The company on Thursday reported a fourth-quarter net loss of $122-million, or $0.55 a share, down from a net loss of $359-million, or $1.62 a share, in the comparable period a year earlier.
Excluding special items, the Bristol, Virginia-based company recorded an adjusted net loss of $112-million, or $0.50 a share, compared with an adjusted net loss of $115-million, or $0.52 a share, in the fourth quarter of 2013.
The reported loss came in below the average analyst expectation of $0.71 a share, on revenue of $985.35-million.
Revenues were $1.1-billion, flat year-on-year, and coal revenues were $900-million, down from $1-billion a year earlier. The decrease in coal revenues was attributable to lower average price realisations in all regions, which was partly offset by increased tons sold.
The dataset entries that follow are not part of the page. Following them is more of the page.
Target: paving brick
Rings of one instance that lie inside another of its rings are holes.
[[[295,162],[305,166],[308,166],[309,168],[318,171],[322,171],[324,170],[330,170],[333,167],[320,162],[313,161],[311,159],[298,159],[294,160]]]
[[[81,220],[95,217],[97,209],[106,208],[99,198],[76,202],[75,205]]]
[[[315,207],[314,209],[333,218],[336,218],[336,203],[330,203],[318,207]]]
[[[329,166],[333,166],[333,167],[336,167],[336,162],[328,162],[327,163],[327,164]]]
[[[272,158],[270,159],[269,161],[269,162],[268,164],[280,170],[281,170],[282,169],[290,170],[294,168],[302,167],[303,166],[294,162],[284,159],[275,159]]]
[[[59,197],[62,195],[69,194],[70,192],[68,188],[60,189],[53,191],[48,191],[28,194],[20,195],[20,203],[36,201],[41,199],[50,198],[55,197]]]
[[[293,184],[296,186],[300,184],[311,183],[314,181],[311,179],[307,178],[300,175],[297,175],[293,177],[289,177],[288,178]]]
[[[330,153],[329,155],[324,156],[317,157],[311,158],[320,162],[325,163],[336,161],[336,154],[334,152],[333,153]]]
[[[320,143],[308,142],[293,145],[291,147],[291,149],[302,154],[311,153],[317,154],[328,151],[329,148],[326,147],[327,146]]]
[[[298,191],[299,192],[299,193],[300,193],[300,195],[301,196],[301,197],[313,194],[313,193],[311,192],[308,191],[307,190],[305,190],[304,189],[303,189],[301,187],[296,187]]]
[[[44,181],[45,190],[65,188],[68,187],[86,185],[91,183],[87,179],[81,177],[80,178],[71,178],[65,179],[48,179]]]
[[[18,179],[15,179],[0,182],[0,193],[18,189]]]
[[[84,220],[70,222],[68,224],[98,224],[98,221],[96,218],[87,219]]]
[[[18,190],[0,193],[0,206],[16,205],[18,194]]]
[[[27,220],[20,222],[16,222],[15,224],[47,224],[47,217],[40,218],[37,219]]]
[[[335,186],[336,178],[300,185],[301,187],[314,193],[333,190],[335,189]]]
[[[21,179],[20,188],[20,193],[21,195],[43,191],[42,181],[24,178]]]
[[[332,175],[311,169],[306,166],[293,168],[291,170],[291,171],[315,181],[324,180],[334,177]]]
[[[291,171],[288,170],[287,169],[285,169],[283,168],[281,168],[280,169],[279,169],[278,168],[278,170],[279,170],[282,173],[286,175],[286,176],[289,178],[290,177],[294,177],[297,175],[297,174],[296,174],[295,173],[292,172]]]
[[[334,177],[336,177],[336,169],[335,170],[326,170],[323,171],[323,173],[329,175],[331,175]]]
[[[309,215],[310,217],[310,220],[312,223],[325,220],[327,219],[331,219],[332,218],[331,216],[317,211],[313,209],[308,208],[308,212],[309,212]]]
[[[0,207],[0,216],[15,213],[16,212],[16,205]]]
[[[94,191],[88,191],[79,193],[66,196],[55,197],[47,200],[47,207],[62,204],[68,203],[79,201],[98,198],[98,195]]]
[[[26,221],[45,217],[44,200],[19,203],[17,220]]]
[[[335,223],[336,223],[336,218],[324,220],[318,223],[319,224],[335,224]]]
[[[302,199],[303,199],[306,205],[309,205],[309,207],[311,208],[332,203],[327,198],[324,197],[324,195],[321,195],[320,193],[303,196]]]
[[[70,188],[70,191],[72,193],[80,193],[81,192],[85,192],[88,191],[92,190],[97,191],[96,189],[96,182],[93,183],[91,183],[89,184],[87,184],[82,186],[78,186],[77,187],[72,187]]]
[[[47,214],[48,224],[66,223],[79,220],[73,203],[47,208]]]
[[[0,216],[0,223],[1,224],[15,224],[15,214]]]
Freight and handling revenues, and other revenues were $118-million and $21-million, respectively, up over the $110-million and $19-million, respectively, of the 2013 fourth quarter.
The company, which last month reiterated that it planned to shutter certain West Virginia operations, citing sustained weak market conditions and increasingly stringent federal government regulations, would cut its capital expenditure outlook from $250-million to $300-million for last year to between $225-million and $275-million for 2015.
Coal miners across the globe were finding little respite in the current low oil prices, as stubbornly low coal prices, a global supply glut and competition from natural gas had forced cash-strapped miners to idle unprofitable mines and retrench thousands of miners. In the US, increasingly strict environmental legislation also had a stranglehold on the coal industry’s growth prospects.
Coal-producing companies, such as Arch Coal, Cliffs Natural Resources and Walter Energy, had recently suspended dividends as they tried to stay afloat in the low price environment.
Alpha this year expected to ship between 69-million tons and 80-million tons of coal, which would include 14-million tons to 17-million tons of Eastern metallurgical coal, 19-million tons to 23-million tons of Eastern steam coal and 36-million tons to 40-million tons of Western steam coal.